This is an implementation code for "RRE: A relevance relation extraction framework for cross-domain recommender system at Alipay". In this paper, we study the relationship between the head and tail entities in the knowledge graph. As a result, we propose a new downstream task called Relation Relevance Extraction(RRE) accompanied by a human-annotated dataset in a real-world Alipay scenario. What's more, we use this score in the downstream recommendation task to prove it can mitigate popularity bias in item-centric and user-centric tasks. We use SimKGC as our baseline. Despite the topology generating and fusing module, the rest of our model follows a plug-in style, which indicates you can construct dataset and run the code by following the instruction provided by SimKGC.
- python>=3.7
- torch>=1.6 (for mixed precision training)
- transformers>=4.15
All experiments are run with 1 V100(32GB) GPUs.

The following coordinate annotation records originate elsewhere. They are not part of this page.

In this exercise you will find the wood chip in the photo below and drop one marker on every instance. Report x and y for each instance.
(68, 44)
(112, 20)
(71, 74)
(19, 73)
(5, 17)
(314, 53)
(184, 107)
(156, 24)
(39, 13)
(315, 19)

It involves 3 steps: dataset preprocessing, model training, and model evaluation.
We also provide the predictions from our models in predictions directory.
For WN18RR and FB15k237 datasets, we use files from KG-BERT.
Step 1, preprocess the dataset
bash scripts/preprocess.sh WN18RR
Step 2, training the model and (optionally) specify the output directory (< 3 hours)
OUTPUT_DIR=./checkpoint/wn18rr/ bash scripts/train_wn.sh
Step 3, evaluate a trained model
bash scripts/eval.sh ./checkpoint/wn18rr/model_last.mdl WN18RR
Feel free to change the output directory to any path you think appropriate.
Unlike the open source dataset, our mini-program & content dataset has clearly defined the level of strength of relevance. So in the topology generation of our dataset, we connect edges except for "no correlation". As for open source datasets, take WN18RR as an example, we measure the semantic meaning of the corresponding 13 relation types, then decides the directions of the edge.
bash scripts/generate_topo.sh <dataset name>
Thanks Wang et.al for their open source code SimKGC, on which our implements are based.